Restitusi dan Perlindungan Hukum Bagi Keluarga Korban EC -DEG
Ulung Purnama SH MH
Direktur KBH Wibawa Mukti
info ruang publik – Kepala Badan Pengawas Obat dan Makanan (BPOM RI) mengungkap dari perluasan sampling dan pengujian produk sirup obat yang ditemukan mengandung EG -DEG melebihi ambang batas penetapannya.
Diketahui terdapat tiga industri farmasi yang memiliki produk obat sirup tercemar EG-DEG dan telah banyak menelan korban jiwa anak-anak, sudah selayaknya pertanggugngjawaban hukum dibebankan kepada pelaku usaha (pimpinan perusahaan dan atau korporasinya) yang dianggap telah melakukan pelanggaran tersebut.
Apalagi baru-baru ini ditemukan fakta adanya penggunakan zat yang melebihi ambang batas dan berasal dari jenis industri yang harganya lebih murah dibandingkan obat untuk jenis makanan atau minuman.

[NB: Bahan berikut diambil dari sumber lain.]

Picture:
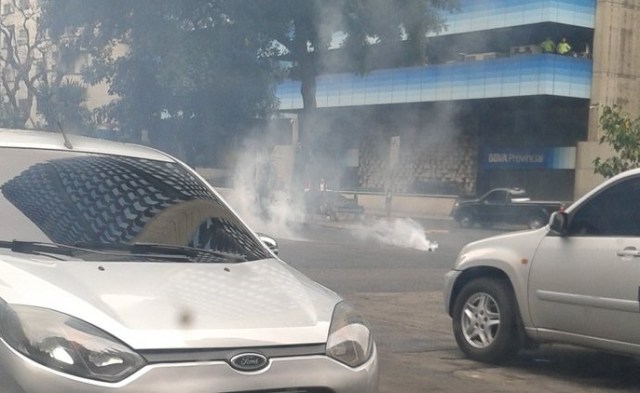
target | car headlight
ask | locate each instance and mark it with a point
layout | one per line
(66, 344)
(350, 340)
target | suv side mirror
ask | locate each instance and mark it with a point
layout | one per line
(559, 223)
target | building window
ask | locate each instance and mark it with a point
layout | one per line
(7, 9)
(22, 37)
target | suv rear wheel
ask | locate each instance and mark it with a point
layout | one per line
(484, 320)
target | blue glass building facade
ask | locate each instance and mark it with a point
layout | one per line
(509, 97)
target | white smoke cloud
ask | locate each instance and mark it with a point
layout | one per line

Hal ini merupakan unsur kesengajaan yang harus dipertanggungjawabkan secara hukum, selain tanggungjawab hukum pidana, sebagai akibat perbuatan pidananya perlu juga pelaku usaha tersebut dibebankan adanya restitusi pelaku usaha agar keluarga korban mendapatkan penggantian segala biaya akibat anaknya menjadi korban hingga meninggal dunia.
Terhadap kejadian tersebut Ulung Purnama SH MH selaku Direktur Kajian dan Bantuan Hukum (KBH) Wibawa Mukti mendorong Aparat Penegak Hukum menerapakan restitusi bagi pelaku agar para keluarga korban mendapatkan ganti rugi dalam mengajukan pemeriksaan perkara pidana.
Sehingga sejak awal penyidikan terkait tindak pidananya Aparat Penegak Hukum juga harus menerapkan restitusi dalam penyelidikannya agar adanya penggantian kerugian bagi keluarga korban, sesuai Peraturan Mahkamah Agung (PERMA) Nomor 1 Tahun 2022 Tentang Tata Cara Penyelesaian Permohonan dan Pemberian Restitusi dan Kompensasi Kepada Korban Tindak Pidana.
Dalam Peraturan Mahkamah Agung ini yang dimaksud dengan restitusi adalah ganti kerugian yang diberikan kepada korban atau keluarganya oleh pelaku tindak pidana atau pihak ketiga.
Lalu yang disebut Korban adalah orang termasuk anak yang belum berumur 18 (delapan belas) tahun atau masih dalam kandungan yang mengalami penderitaan fisik, mental dan/atau kerugian ekonomi yang diakibatkan oleh suatu tindak pidana.